We use the function fusemlr() to train our models using
the subset of selected variables. Here we set
use_var_sel = TRUE to use variables obtained from the
variable selection step.
set.seed(5462)
fusemlr(training = training,
        use_var_sel = TRUE)
#> Creating fold predictions.
#>   |                                                                              |                                                                      |   0%  |                                                                              |=======                                                               |  10%  |                                                                              |==============                                                        |  20%  |                                                                              |=====================                                                 |  30%  |                                                                              |============================                                          |  40%  |                                                                              |===================================                                   |  50%  |                                                                              |==========================================                            |  60%  |                                                                              |=================================================                     |  70%  |                                                                              |========================================================              |  80%  |                                                                              |===============================================================       |  90%  |                                                                              |======================================================================| 100%
#> Training of base model on layer geneexpr started.
#> Training of base model on layer geneexpr done.
#> Training of base model on layer proteinexpr started.
#> Training of base model on layer proteinexpr done.
#> Training of base model on layer methylation started.
#> Training of base model on layer methylation done.The display of the training object now updates information about the trained layers.
print(training)
#> Training        : training
#> Problem type    : classification
#> Status          : Trained
#> Number of layers: 4
#> Layers trained  : 4
#> Var. sel. used  : Yes
#> p               : 19 |  1 | 35 |  3
#> n               : 50 | 50 | 50 | 26
#> na.action       : na.keep | na.keep | na.keep | na.rmWe can also display a summary of training to see more
details on layer levels.
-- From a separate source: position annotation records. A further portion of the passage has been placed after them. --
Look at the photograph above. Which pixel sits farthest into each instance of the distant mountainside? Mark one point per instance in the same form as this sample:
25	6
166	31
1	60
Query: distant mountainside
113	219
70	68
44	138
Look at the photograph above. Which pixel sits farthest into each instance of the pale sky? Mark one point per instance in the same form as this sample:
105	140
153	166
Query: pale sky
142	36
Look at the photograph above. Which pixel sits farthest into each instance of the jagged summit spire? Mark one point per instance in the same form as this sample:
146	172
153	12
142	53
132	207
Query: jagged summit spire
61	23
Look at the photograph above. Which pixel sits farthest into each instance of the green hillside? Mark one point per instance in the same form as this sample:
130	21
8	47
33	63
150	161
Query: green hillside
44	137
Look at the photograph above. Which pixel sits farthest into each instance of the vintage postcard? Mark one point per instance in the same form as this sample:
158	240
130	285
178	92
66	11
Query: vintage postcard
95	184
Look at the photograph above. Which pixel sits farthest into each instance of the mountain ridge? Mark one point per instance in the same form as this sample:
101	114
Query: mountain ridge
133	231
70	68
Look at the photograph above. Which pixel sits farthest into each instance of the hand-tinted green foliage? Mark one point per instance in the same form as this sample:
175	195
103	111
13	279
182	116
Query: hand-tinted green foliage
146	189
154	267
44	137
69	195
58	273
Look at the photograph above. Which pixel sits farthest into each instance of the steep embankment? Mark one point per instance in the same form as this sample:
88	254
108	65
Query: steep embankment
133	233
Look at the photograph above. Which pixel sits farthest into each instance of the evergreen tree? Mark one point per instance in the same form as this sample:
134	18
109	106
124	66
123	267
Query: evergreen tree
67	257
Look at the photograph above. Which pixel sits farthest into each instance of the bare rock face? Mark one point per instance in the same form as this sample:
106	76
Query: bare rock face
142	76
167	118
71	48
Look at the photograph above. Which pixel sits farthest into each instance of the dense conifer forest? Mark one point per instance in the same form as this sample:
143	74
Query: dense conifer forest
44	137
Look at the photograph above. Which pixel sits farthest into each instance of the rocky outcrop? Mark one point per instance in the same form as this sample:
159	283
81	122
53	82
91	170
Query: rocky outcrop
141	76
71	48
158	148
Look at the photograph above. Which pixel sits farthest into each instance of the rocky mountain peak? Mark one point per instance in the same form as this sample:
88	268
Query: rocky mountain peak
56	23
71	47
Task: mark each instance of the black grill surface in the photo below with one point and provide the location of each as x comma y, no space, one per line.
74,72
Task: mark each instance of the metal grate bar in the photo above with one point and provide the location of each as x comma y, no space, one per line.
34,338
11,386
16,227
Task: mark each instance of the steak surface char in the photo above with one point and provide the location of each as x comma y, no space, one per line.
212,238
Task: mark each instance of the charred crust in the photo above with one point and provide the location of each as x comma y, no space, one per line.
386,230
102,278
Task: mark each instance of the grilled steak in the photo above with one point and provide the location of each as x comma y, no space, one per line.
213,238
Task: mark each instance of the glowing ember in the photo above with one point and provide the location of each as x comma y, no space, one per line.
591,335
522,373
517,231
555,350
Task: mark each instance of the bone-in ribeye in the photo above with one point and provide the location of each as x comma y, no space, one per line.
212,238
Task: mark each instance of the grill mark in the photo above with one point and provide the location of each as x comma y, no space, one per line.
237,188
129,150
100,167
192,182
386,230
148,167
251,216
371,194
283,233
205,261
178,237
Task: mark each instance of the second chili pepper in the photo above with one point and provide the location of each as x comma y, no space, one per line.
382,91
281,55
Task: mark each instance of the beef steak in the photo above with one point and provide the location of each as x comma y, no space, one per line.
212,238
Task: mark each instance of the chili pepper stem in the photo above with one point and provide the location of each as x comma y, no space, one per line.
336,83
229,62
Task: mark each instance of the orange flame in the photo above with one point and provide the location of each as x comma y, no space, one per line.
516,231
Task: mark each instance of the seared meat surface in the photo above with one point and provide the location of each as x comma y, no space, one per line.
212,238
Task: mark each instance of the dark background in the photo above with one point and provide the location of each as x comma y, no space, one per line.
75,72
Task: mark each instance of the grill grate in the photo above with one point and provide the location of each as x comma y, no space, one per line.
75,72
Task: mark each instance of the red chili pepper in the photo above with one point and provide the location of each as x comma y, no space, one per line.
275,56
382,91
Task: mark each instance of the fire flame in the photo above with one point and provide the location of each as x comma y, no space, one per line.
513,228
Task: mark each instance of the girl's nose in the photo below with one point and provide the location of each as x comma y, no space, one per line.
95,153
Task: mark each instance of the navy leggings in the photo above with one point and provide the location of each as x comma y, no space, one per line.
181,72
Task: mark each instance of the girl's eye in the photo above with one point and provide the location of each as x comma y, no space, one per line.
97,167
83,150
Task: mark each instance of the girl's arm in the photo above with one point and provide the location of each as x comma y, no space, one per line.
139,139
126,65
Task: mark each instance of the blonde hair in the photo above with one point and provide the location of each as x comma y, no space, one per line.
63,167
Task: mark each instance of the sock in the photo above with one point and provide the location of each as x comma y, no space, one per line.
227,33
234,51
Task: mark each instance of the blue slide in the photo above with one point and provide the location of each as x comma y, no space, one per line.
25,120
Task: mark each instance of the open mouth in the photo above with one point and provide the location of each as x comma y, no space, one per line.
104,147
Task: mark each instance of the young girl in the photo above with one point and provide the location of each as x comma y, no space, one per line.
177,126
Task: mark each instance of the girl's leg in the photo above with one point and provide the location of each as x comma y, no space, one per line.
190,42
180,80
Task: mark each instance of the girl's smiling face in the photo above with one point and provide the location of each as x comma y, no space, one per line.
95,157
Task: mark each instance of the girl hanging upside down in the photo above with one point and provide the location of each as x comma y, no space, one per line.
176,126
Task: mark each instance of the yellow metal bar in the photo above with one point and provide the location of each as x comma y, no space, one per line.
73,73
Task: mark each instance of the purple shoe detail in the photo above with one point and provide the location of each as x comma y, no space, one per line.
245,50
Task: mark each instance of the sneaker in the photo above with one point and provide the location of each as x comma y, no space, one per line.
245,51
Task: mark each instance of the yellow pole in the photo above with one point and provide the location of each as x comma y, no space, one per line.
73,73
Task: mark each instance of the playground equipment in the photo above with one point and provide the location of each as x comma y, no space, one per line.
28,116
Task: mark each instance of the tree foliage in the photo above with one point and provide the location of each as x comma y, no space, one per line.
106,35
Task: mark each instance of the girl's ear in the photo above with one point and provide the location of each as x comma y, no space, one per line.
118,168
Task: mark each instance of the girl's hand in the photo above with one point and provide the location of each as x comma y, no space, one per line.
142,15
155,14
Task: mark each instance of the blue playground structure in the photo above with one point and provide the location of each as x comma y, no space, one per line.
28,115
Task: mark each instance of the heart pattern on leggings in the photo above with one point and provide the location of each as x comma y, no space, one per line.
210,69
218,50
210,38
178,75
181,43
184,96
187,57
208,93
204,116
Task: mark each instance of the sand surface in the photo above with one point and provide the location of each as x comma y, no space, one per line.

Information about the training data modality,
the variable selection method and the learner stored at each layer are
displayed.
summary(training)
#> Training training
#> ----------------
#> Training        : training
#> Problem type    : classification
#> Status          : Trained
#> Number of layers: 4
#> Layers trained  : 4
#> Var. sel. used  : Yes
#> p               : 19 |  1 | 35 |  3
#> n               : 50 | 50 | 50 | 26
#> na.action       : na.keep | na.keep | na.keep | na.rm
#> ----------------
#> 
#>    Layer geneexpr
#>    ----------------
#>    TrainLayer            : geneexpr
#>    Status                : Trained
#>    Nb. of objects stored : 4
#>    ----------------
#>    Object(s) on layer geneexpr
#> 
#>       ----------------
#>       TrainData : geneexpr_data
#>       Layer      : geneexpr
#>       Ind. id.   : IDS
#>       Target     : disease
#>       n          : 50
#>       Missing    : 0
#>       p          : 19
#>       ----------------
#> 
#>       ----------------
#>       VarSel           : geneexpr_varsel
#>       TrainLayer       : geneexpr
#>       Package          : Boruta
#>       Function         : Boruta
#>       ----------------
#> 
#>       ----------------
#>       Learner          : geneexpr_lrner
#>       TrainLayer       : geneexpr
#>       Package          : ranger
#>       Learn function   : ranger
#>       ----------------
#> 
#> 
#>    Layer proteinexpr
#>    ----------------
#>    TrainLayer            : proteinexpr
#>    Status                : Trained
#>    Nb. of objects stored : 4
#>    ----------------
#>    Object(s) on layer proteinexpr
#> 
#>       ----------------
#>       TrainData : proteinexpr_data
#>       Layer      : proteinexpr
#>       Ind. id.   : IDS
#>       Target     : disease
#>       n          : 50
#>       Missing    : 0
#>       p          : 1
#>       ----------------
#> 
#>       ----------------
#>       VarSel           : proteinexpr_varsel
#>       TrainLayer       : proteinexpr
#>       Package          : Boruta
#>       Function         : Boruta
#>       ----------------
#> 
#>       ----------------
#>       Learner          : proteinexpr_lrner
#>       TrainLayer       : proteinexpr
#>       Package          : ranger
#>       Learn function   : ranger
#>       ----------------
#> 
#> 
#>    Layer methylation
#>    ----------------
#>    TrainLayer            : methylation
#>    Status                : Trained
#>    Nb. of objects stored : 4
#>    ----------------
#>    Object(s) on layer methylation
#> 
#>       ----------------
#>       TrainData : methylation_data
#>       Layer      : methylation
#>       Ind. id.   : IDS
#>       Target     : disease
#>       n          : 50
#>       Missing    : 0
#>       p          : 35
#>       ----------------
#> 
#>       ----------------
#>       VarSel           : methylation_varsel
#>       TrainLayer       : methylation
#>       Package          : Boruta
#>       Function         : Boruta
#>       ----------------
#> 
#>       ----------------
#>       Learner          : methylation_lrner
#>       TrainLayer       : methylation
#>       Package          : ranger
#>       Learn function   : ranger
#>       ----------------
#> 
#> 
#>    MetaLayer
#>    ----------------
#>    TrainMetaLayer    : meta_layer
#>    Status            : Trained
#>    Nb. of objects stored : 3
#> 
#>    ----------------
#>    Object(s) on MetaLayer
#> 
#>       ----------------
#>       Learner          : meta_layer_lrner
#>       TrainLayer       : meta_layer
#>       Learn function   : weightedMeanLearner
#>       ----------------
#> 
#>       ----------------
#>       TrainData : modality-specific predictions
#>       Layer      : meta_layer
#>       Ind. id.   : IDS
#>       Target     : disease
#>       n          : 26
#>       Missing    : 0
#>       p          : 3
#>       ----------------We use extractModel() to retrieve the list of stored
models and extractData() to retrieve training data.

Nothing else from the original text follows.